Oxford Nanopore's Basecaller

https://nanoporetech.com/

Other

445 stars 54 forks source link

Can't use multi-instance GPU (MIG) #812

Closed blanleung closed 1 month ago

blanleung commented 1 month ago

Hi all,

My HPC uses multi-instance GPU (MIG). Despite booking several MIG with slurm (--gres=gpu:3) it seems Dorado uses only 1. I have tried running dorado with --device cuda:0,1,2 but I get the following error message:

[error] Invalid CUDA device index "1" from device string ,1,2, there are 1 visible CUDA devices.

Similar issue observed in #634

Any way for Dorado to make use of several MIGs? Or is that a feature not implemented in Dorado?

Many thanks!

HalfPhoton commented 1 month ago

Hi @blanleung, After checking the source code around this error message it its entirely based on the nvidia cuda drivers reporting the number of available devices in your instance.

This is probably not an issue with Cuda, Torch and Dorado and instead likely lies with your Slurm configuration.

May I recommend investigating some stack overflow threads such as this potentially useful example.

Some things I'd check would be if nvidia-smi correctly shows all N GPUs you're requesting, and if the environment variable CUDA_VISIBLE_DEVICES is set and to what value.

I'd suggest also contacting your Slurm cluster administrators if they have any specific relevant policies / cgroups around gpu allocations or experience in what could be informing the cuda drivers to report 1 GPU when N are requested.

Kind regards, Rich

blanleung commented 1 month ago

This is on the GPU node with --gres=gpu:2. nvidia-smi correctly shows 1 GPU, 3 MIGs, but only 1 MIG is used.

I will check CUDA_VISIBLE_DEVICES

HalfPhoton commented 1 month ago

Reading the MIG CUDA Device Enumeration documentation

[!NOTE] MIG supports running CUDA applications by specifying the CUDA device on which the application should be run. With CUDA 11/R450 and CUDA 12/R525, only enumeration of a single MIG instance is supported. In other words, regardless of how many MIG devices are created (or made available to a container), a single CUDA process can only enumerate a single MIG device.

I might be mis-interpreting this but I read it as - regardless of how many MIG devices are created (or made available to a container) (e.g with --gres=gpu:3), a single CUDA process (dorado) can only enumerate a single MIG device.

CUDA is limited to use a single CI and will pick the first one available if several of them are visible

blanleung commented 1 month ago

So the solution would be to split the data in batch (e.g 3) and process them with dorado in parallel (request --gres=gpu:1 for each process)?

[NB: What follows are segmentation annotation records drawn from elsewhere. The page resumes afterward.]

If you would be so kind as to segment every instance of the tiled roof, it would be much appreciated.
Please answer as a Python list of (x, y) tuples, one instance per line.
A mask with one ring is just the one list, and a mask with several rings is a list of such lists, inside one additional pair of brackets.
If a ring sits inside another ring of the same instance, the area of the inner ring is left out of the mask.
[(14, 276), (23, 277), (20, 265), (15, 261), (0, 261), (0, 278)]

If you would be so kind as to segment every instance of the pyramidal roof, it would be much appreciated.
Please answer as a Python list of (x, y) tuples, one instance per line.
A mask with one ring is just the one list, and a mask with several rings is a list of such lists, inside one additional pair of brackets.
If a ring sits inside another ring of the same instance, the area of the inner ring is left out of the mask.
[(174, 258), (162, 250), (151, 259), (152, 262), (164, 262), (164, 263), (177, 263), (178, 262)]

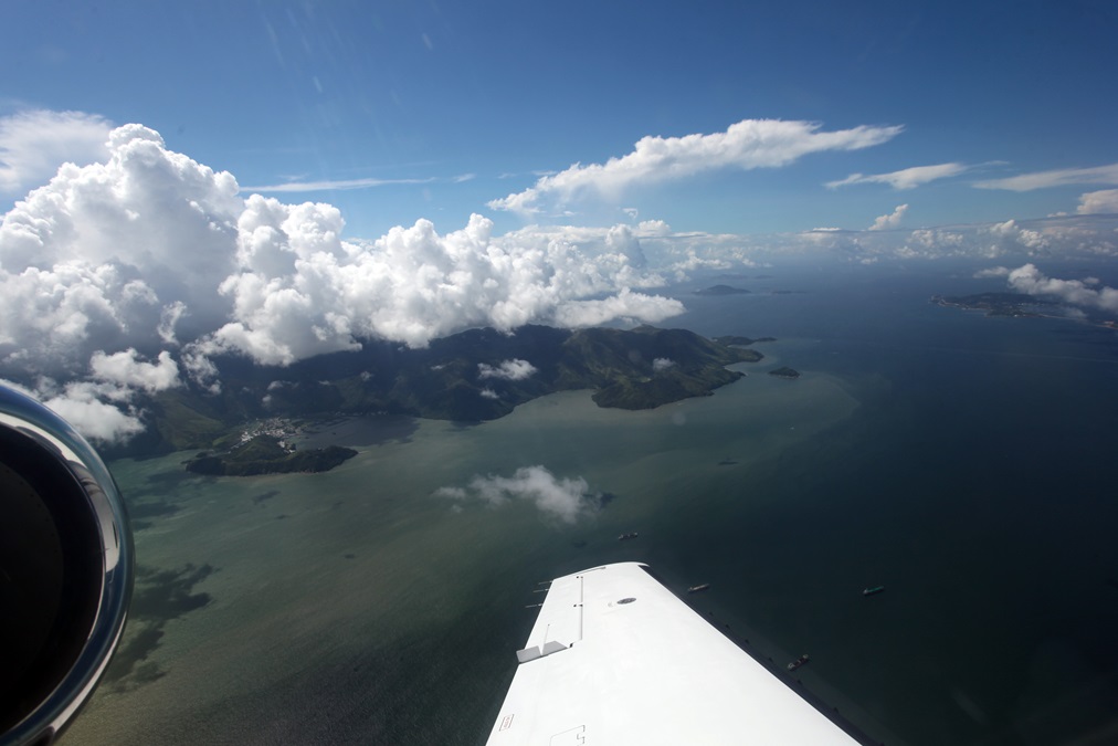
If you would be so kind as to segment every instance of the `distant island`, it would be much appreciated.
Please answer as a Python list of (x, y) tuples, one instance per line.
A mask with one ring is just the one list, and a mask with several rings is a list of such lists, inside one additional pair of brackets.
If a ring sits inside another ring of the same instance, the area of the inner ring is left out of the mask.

HalfPhoton commented 1 month ago

That sounds like a sensible solution yes - that could be set up with N directories of symbolic links. I believe that dorado now writes sorted bam outputs so they should be trivial to merge if you need to have a monolithic final output.

HalfPhoton commented 1 month ago

@blanleung - Looking back at the nvidia-smi output. You have been allocated 1 physical GPU split into 3 MIG devices. Your slurm configuration --gres=gpu:3 is not giving you 3 GPUs.

I'm going to close this ticket as it's not a dorado issue.